The mostly white, blue-collar conservative-leaning borough that’s been sending a Republican to congress for the last three decades isn’t exactly Mr. Paterson’s base. But since replacing Eliot Spitzer in March, Paterson, has been speaking in dramatic terms about the need to cut state spending, keep taxes down and, as of yesterday, to stop sending more of New York’s tax dollars to Washington than the state gets back.
In short, he’s been the sort of governor Staten Island commuters coming off the ferry would stop in their tracks to meet.
Again and again, people said, “Oh my God, it’s the governor.” Cell phone cameras came out, hands waved, and at one point a crowd of at least 50 people surrounded Paterson as he spun in every direction shaking hands, smiling for photos, and imploring people to vote for Mike McMahon next week.
McMahon was busy reminding voters that his wife, Judy, is running for judge, so they’ll have to vote for “two McMahons.”
“I’m not coming back to Staten Island until I hear he’s elected,” Paterson joked at one point. “But I’ll come on Election Day.”
“We’d love to have you,” said McMahon.
(That’s a stark contrast to how Patersons’ predecessor was viewed on Staten Island around last Election Day, after he had introduced a controversial plan to allow undocumented residents to obtain New York State driver’s licenses. At the time, local Democratic officials were openly opposing Spitzer’s plan and even hoping he wouldn’t show up in their district.)
Eric Patterson, who works maintenance at a local grocery store, said he’s voting for McMahon “automatically. Known him for years.” Patterson, a Democrat, said he was glad to see the governor on Staten Island, and jumped at the chance to have his photo taken with both men.
Afterward, he said he’d vote for McMahon but planned to switch parties and pull the lever for Republican John McCain for president.

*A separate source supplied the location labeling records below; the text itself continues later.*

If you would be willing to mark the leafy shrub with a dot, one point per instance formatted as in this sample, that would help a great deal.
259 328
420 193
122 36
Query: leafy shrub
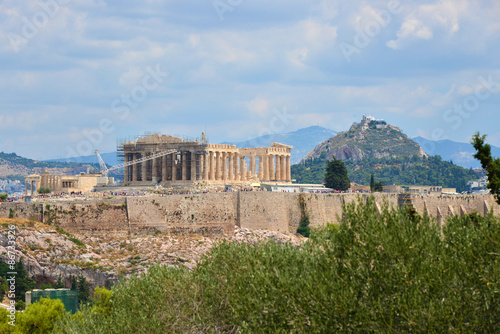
390 273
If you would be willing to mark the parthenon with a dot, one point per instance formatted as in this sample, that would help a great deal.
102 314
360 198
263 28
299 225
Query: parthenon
197 162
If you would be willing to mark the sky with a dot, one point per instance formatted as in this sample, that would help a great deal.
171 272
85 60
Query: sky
81 75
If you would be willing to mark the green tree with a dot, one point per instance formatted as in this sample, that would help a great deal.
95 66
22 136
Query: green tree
378 187
336 175
490 164
40 317
74 283
23 282
83 290
59 283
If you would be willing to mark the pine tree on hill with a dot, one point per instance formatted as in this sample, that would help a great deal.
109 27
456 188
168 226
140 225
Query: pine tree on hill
491 165
336 176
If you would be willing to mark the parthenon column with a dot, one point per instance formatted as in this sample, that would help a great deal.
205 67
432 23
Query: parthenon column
184 166
212 165
283 168
144 168
164 170
217 166
265 159
154 176
134 167
231 167
271 168
127 170
237 173
278 168
202 166
243 169
252 165
174 167
288 169
193 165
261 168
224 166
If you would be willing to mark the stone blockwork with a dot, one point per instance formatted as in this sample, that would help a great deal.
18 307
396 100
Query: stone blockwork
218 213
77 217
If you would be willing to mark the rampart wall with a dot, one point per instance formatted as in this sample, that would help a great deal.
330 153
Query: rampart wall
218 213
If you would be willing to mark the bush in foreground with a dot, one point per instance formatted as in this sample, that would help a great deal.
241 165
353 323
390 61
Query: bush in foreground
391 272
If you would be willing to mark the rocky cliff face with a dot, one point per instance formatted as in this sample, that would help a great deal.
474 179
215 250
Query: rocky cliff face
368 139
48 253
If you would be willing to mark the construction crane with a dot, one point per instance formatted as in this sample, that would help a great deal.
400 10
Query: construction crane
105 170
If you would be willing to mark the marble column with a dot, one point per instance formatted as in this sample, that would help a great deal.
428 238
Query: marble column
134 168
154 176
144 168
193 165
174 166
243 169
231 166
272 175
237 172
224 166
288 169
217 166
164 170
203 169
212 165
127 170
261 168
283 168
278 168
184 166
265 160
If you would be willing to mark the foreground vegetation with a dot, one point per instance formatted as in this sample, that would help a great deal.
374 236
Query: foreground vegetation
403 170
395 272
390 273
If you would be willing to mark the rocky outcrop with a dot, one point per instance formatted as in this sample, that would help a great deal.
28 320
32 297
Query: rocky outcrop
367 140
48 253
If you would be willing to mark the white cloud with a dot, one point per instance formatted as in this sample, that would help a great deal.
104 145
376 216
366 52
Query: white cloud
259 106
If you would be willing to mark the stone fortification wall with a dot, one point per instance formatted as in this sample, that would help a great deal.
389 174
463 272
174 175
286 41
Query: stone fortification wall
218 213
91 217
206 214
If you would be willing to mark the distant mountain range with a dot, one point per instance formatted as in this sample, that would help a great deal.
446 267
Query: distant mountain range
303 141
368 139
110 159
16 167
459 153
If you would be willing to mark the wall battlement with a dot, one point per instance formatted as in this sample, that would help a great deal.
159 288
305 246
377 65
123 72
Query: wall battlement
218 213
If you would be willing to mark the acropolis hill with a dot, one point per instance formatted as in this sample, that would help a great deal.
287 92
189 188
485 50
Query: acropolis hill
186 163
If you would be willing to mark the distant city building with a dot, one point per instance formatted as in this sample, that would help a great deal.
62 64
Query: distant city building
294 187
171 161
478 187
61 183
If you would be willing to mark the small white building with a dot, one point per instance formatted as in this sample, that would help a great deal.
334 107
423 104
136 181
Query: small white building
294 187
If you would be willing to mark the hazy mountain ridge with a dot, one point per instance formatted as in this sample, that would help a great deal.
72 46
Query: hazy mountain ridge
460 153
13 165
303 140
368 139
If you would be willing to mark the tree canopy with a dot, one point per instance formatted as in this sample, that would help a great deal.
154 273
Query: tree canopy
490 164
336 176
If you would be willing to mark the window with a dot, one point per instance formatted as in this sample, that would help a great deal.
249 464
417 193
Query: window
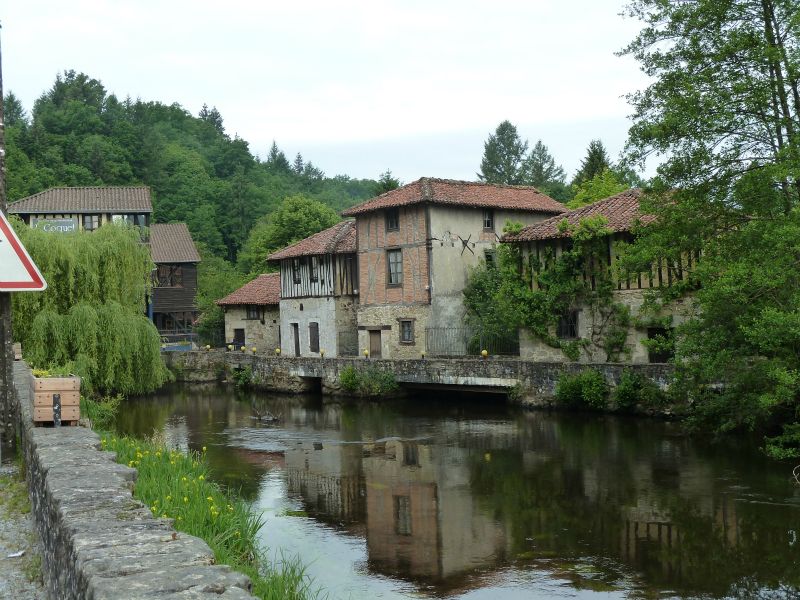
296 270
91 222
661 346
491 257
402 515
313 337
406 331
169 276
393 219
488 220
394 260
568 326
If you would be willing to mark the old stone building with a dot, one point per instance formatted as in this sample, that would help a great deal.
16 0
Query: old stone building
416 245
544 242
252 316
319 293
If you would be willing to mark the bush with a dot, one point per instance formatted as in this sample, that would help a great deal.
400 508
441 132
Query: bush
587 389
634 389
367 382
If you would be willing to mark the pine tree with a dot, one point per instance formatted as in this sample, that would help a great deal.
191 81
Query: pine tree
503 156
540 168
595 163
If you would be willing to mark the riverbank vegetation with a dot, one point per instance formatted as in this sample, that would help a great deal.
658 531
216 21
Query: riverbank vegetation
91 320
177 486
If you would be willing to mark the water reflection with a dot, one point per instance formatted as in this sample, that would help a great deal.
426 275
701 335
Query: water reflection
458 498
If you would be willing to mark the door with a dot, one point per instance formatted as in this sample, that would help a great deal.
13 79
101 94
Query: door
296 337
375 344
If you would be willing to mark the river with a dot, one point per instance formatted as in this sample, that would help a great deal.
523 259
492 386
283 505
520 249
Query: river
450 496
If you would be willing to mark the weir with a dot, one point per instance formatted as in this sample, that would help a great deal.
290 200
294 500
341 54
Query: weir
528 383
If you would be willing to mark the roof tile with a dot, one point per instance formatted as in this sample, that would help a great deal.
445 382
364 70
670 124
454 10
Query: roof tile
339 239
86 200
172 243
461 193
621 210
263 290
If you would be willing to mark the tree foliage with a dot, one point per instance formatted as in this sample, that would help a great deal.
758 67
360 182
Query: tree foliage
724 111
296 218
91 316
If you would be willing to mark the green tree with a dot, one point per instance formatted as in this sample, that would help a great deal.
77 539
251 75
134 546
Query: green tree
503 156
602 185
594 163
386 183
723 109
296 218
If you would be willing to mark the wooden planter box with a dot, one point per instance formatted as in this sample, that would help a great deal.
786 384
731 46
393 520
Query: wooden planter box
56 397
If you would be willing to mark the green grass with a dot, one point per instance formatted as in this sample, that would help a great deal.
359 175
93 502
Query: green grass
176 486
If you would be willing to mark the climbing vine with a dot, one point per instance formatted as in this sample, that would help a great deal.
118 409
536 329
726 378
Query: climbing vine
536 293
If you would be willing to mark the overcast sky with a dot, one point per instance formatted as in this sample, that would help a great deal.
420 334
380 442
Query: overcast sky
355 86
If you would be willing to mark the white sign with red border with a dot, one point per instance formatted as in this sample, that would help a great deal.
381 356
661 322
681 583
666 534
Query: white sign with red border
17 271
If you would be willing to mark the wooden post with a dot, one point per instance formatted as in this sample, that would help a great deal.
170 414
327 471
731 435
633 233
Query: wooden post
8 420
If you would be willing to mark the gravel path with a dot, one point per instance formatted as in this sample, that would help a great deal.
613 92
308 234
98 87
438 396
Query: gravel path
16 534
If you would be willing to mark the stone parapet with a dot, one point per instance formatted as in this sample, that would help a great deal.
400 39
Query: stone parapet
97 541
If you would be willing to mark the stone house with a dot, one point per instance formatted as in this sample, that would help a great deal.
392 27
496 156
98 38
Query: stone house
416 245
252 316
63 210
543 242
319 293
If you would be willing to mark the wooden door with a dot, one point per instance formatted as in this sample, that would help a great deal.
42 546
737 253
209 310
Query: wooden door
296 336
375 344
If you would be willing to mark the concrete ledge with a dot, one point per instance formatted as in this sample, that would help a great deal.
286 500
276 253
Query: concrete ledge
98 542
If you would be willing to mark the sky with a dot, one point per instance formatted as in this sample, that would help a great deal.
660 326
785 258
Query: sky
356 86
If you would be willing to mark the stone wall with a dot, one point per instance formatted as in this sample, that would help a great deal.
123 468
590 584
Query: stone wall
97 541
534 382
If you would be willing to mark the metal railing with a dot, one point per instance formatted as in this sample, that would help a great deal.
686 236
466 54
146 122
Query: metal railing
466 341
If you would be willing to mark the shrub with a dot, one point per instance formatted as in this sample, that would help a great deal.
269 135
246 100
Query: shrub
370 382
587 389
634 389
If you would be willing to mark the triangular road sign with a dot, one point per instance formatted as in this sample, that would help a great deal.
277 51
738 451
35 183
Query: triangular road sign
17 271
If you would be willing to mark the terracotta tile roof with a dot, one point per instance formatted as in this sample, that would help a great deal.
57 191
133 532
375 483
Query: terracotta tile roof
622 211
461 193
172 243
339 239
86 200
263 290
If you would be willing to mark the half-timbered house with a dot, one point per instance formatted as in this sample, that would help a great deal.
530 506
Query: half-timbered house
416 245
544 242
252 316
319 293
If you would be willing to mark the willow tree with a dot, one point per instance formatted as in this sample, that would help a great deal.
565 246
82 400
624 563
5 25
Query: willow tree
92 317
723 109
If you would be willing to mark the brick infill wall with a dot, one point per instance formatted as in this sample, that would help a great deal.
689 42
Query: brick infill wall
97 541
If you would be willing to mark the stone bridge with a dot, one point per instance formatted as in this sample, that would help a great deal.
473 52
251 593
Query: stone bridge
532 383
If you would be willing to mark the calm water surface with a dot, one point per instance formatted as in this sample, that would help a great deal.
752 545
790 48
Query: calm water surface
467 498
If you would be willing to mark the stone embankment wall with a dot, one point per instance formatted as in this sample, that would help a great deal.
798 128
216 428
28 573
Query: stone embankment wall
98 542
533 383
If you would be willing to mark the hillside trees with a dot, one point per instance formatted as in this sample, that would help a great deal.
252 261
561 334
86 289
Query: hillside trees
79 134
724 111
506 161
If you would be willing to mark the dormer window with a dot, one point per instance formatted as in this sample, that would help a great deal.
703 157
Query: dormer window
393 219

“I’d like to see a Vietnam vet in office. At least he’d make some kind of change. Obama is a little bit too young,” he said.

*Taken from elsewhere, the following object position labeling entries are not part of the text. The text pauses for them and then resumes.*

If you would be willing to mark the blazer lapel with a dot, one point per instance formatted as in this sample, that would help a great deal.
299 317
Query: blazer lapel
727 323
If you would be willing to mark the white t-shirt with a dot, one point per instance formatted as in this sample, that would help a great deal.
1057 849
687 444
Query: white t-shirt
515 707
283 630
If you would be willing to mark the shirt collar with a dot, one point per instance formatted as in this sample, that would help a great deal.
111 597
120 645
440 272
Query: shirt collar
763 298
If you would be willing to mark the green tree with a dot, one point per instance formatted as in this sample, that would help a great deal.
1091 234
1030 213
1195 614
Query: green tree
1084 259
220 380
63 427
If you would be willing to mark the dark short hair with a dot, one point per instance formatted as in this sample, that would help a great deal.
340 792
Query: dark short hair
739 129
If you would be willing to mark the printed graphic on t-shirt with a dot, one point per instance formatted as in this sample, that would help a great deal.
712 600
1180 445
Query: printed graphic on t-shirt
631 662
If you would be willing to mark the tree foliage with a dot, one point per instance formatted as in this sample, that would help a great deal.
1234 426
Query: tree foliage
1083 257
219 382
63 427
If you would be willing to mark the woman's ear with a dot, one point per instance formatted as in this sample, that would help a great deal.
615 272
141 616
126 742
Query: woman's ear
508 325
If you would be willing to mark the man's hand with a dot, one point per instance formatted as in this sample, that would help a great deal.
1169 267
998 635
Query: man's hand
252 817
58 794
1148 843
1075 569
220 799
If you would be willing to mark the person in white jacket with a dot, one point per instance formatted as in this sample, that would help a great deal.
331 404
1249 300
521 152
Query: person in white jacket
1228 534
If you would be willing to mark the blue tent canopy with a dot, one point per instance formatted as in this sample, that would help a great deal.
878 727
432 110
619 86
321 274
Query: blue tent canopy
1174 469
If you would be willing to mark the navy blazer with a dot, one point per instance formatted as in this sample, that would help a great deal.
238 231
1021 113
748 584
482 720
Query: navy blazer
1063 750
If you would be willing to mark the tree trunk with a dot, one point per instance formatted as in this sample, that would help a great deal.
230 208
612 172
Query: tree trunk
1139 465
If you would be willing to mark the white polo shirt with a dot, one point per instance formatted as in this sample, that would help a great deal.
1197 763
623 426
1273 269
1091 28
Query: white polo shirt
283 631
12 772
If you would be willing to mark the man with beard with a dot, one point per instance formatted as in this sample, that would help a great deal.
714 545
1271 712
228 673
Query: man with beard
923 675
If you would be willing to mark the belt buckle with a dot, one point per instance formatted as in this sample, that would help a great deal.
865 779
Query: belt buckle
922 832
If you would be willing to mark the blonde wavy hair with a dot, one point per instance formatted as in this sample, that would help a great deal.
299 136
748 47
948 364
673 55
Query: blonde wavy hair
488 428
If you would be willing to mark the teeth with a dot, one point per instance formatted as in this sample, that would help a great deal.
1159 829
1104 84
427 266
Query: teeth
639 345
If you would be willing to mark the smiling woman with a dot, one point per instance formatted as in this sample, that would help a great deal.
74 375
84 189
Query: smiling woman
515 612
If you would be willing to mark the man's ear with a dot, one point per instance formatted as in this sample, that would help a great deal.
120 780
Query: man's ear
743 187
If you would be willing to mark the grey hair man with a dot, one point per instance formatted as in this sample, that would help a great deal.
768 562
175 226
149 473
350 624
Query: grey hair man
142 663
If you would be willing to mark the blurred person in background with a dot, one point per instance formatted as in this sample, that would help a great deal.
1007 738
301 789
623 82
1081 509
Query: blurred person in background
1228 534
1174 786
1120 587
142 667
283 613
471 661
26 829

David Seeley, a retired education professor from the College of Staten Island, hovered nearby, not risking his slight frame to the crowd surrounding Paterson and McMahon. “I like them both,” he said, before finally moving in for his own picture and hand shake.

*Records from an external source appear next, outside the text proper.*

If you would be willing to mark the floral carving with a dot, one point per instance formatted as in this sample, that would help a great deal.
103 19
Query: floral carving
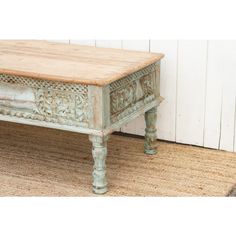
55 102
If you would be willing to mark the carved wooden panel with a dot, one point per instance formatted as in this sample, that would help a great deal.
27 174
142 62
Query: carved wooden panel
55 102
132 92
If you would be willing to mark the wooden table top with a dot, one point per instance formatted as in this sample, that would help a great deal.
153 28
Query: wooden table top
70 63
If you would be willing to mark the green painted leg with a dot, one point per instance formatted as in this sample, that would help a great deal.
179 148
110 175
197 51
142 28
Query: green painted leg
99 168
150 131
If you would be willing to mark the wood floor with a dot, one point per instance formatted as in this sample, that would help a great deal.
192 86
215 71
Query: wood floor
36 161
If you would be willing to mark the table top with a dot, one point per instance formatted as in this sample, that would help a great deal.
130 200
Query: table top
70 63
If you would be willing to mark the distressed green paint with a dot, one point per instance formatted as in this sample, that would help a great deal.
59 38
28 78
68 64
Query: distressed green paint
89 109
99 169
150 131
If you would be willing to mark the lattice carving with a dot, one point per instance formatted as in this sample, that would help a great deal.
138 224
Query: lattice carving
132 92
56 102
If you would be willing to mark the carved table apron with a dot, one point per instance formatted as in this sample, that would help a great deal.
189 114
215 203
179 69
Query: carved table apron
85 108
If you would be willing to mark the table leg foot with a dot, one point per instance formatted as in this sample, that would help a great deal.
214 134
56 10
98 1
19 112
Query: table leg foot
150 132
99 169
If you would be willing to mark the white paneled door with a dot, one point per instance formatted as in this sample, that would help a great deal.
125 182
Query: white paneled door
198 83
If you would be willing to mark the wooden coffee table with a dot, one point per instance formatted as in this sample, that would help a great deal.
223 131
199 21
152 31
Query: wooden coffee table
82 89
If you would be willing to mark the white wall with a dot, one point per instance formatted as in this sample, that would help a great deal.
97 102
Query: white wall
198 82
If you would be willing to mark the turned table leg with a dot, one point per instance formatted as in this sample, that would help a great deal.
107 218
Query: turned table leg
150 131
99 169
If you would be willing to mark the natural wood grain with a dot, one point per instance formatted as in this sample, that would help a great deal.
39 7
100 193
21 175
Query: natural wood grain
70 63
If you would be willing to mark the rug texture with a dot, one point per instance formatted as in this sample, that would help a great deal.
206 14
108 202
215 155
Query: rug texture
37 161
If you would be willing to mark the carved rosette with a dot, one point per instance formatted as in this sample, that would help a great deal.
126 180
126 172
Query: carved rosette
133 92
55 102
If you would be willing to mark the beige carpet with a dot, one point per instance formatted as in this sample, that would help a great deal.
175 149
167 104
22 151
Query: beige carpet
37 161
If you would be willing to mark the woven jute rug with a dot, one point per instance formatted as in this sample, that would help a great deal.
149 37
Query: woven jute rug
36 161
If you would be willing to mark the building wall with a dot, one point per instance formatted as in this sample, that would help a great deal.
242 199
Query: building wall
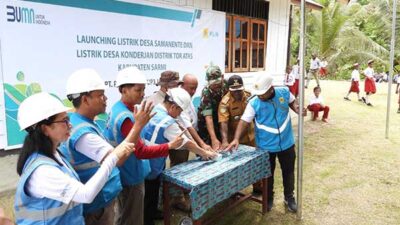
199 4
277 43
277 36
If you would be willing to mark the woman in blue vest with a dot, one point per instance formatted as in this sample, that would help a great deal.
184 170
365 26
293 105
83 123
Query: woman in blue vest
49 190
273 129
163 128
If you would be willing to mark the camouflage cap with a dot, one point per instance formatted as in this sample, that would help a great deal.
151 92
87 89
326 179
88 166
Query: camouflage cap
213 74
235 83
168 77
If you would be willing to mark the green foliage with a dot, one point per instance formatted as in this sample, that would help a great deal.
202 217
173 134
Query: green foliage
345 34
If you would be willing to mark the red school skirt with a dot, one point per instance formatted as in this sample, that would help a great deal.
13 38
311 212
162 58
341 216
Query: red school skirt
355 87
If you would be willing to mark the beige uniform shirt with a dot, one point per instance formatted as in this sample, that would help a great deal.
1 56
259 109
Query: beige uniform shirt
231 111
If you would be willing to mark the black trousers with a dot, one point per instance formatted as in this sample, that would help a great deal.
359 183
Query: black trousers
286 160
151 192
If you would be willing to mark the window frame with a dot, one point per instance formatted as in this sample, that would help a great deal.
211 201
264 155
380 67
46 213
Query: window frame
258 42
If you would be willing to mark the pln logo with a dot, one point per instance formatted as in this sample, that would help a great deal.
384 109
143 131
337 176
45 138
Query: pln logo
20 14
209 34
16 14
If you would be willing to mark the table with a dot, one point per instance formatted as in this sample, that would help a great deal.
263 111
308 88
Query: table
210 182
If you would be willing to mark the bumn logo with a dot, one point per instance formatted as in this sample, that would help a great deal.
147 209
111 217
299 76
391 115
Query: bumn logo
20 14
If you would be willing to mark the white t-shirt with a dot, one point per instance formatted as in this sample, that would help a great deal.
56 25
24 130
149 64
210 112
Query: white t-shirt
51 182
250 113
324 64
289 79
355 75
189 117
172 131
296 71
314 64
315 100
369 72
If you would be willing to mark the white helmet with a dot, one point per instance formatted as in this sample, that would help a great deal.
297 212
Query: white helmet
38 107
262 83
84 80
130 75
180 97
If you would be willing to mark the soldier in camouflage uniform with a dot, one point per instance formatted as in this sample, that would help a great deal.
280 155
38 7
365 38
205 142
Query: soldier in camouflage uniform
209 129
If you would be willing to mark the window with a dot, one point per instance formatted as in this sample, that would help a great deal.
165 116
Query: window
245 44
246 31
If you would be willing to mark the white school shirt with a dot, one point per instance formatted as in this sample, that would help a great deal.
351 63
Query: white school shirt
289 79
315 100
355 75
296 71
51 182
314 64
324 63
369 72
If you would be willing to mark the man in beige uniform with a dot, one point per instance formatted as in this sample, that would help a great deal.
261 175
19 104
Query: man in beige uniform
230 111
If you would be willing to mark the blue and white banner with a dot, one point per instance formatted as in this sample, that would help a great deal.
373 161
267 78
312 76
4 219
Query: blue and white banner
43 41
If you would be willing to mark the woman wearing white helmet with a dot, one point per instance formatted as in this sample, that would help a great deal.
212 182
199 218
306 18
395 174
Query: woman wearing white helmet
163 128
49 190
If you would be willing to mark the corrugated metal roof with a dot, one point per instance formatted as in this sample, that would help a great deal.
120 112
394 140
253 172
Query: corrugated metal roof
309 3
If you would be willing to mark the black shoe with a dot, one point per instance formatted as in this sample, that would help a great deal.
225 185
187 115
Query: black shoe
291 204
256 192
159 215
363 99
270 204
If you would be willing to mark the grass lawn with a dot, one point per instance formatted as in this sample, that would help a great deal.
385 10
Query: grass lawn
351 172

At the county Democratic Party’s annual dinner later that evening, Paterson reiterated the tough-guy talking points he delivered in Washington that morning for more federal aid for local states.
“We are not in Washington asking for a hand-out like AIG, like Bear Sterns, or like other firms that had difficulties, Merrill Lynch. We are not asking for a handout. We’re asking for a hand back!”
He went on to say the state would tighten its belt and make cuts no matter what. “I’m here to tell you, I don’t care what special interests there are. I don’t care how much they’ve attempted to thwart what has to be done. The cuts that we make will be made fairly, they will be made all over, but they will be made proportional to representation.”
When Paterson finished, the aisle was cleared of reporters, but immediately filled with men in suits and women with evening dresses and high heels, clamoring, like a bunch of ferry commuters, for a photo of Paterson.